Welcome to “Share a Prayer” a quick look at a prayer that is found in our daily, Shabbat or Holy Day Prayer Service. Often during the course of the service we encounter some real gems that we don’t have time to reflect upon; this will give us an opportunity to select one prayer and take a closer look at it.
As the Hebrew month of Nissan quickly approaches, we all, like it or not, turn our thoughts toward the festival of Pesach. Central to the celebration of Passover is the Seder – the ritual meal that we gather for on the fist two nights of the festival. Based on the biblical commandment to tell our children about the events of the Exodus from Egypt, (Ex.13:8) the Seder is the quintessential experiential Jewish educational program. Naturally, in order to conduct a proper Seder, we need the guidance provided by a special Passover Prayer Book, the Hagadah (lit. telling.)
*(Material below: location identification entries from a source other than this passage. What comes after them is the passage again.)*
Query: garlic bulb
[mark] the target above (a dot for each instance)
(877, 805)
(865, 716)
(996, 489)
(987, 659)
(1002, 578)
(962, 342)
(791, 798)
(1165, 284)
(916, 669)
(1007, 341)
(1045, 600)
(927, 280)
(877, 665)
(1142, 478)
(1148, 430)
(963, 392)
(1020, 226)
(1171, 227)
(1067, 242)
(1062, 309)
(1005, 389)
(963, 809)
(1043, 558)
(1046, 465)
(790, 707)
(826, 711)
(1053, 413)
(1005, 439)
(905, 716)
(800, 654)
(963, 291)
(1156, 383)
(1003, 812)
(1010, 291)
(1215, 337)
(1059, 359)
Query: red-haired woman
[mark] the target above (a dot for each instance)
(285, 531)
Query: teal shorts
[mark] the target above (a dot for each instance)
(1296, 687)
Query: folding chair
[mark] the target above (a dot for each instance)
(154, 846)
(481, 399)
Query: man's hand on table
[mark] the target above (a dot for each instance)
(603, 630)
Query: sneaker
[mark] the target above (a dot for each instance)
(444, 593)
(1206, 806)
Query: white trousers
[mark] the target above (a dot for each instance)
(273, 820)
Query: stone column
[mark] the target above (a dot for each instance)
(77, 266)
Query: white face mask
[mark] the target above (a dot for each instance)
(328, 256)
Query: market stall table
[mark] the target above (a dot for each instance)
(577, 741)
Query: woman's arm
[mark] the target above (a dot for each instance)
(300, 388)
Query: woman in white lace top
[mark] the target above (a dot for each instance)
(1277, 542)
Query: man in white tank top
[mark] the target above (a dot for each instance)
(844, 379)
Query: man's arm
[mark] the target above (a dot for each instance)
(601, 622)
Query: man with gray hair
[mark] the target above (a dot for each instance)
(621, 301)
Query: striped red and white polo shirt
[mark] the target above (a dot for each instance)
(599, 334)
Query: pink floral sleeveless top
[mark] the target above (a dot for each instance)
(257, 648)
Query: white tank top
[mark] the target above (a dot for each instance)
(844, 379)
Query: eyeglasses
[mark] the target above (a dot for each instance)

Not surprisingly there are hundreds of editions of the Hagadah (could all Jews be expected to agree on one text?) The earliest mention of a formalized liturgical ritual for Pesach can be found in the Mishna, a collection of Rabbinic deliberations on the laws of the Torah that were codified by the great sage Rabbi Judah Ha Naisi in 200 c.e. Gotthard Deutsch and Joseph Jacobs writing in the Jewish Encyclopedia note that the Mishna contains some of the sections of the Seder that we still employ today. These include: the Ma Nishtana (four questions), the recitation of the Psalms of the Hallel and R. Gamaliel’s famous admonition, “One who has not said these three words on Passover has not done his duty: ‘Pesach,’ ‘Matzah’ [unleavened bread], and ‘Maror’[bitterherbs].”
Rav Amram Gaon, who headed the Babylonian Academy of Sura between 856-876 CE. is credited with compiling one of the earliest editions of the Hagadah. With the exception of some of the concluding hymns and songs, Amram’s is the closest to the standard Ashkenazi Hagadah that we use today. Naturally, many communities throughout the ages have added texts, songs and hymns that are relevant to their own particular experience and culture.
One of my favorite additions to the Ashkenazi Hagadah is the hymn Ki Lo Naeh– “It is proper to praise Him.” Comprised of eight stanzas, with the title as a refrain after each verse, this song is an alphabetical acrostic; it runs the entire span of the Hebrew alphabet. Noam Zion and David Dishon, authors of the magnificent, highly recommended, Family Participation Haggadah, attribute the authorship of Ki Lo Nae to a German Poet named Jacob. First appearing in the Seder service in the 12th century, this poem is similar in theme to the hymn which generally follows, entitled Adir Hu (He is Mighty). It is possible that originally one hymn was intended for the first Seder and the other for the second Seder. The Feast of Freedom; the Rabbinical Assembly Haggadh, suggests that the notion behind this genre of poetry is that we humans lack the capacity and vocabulary to adequately praise God or to fully comprehend the scope of God’s Divine attributes. Therefore, we heap multiple synonymous expressions of praise – spanning our entire alphabet, in a feeble attempt to describe the Ineffable using our petty, inadequate human language.
There are numerous melodies that exist to Ki Lo Naeh. My favorite tune and the one we sing at our Seder is by the great star of stage, screen and pulpit; Hazzan Moishe Oysher. Here is a recoding of Moishe singing Ki Lo Naeh, this is part of his Passover Seder Album.
While it is certainly fun to sing these delightful melodies and to try to get through the complicated Hebrew texts – especially after eating a huge meal and drinking four cups of wine, I believe they actually serve a higher purpose. We transmit our heritage from one generation to the next in the form of memories. Indeed, the entire Seder ritual is designed to employ all four senses in generating these cherished memories. By making the experience of the Seder fun, meaningful, and enjoyable, we wrap these important elements of our tradition and culture in a package of joyous memories that will help to ensure that they will be retained, protected, cherished and safely transmitted to future generations to come.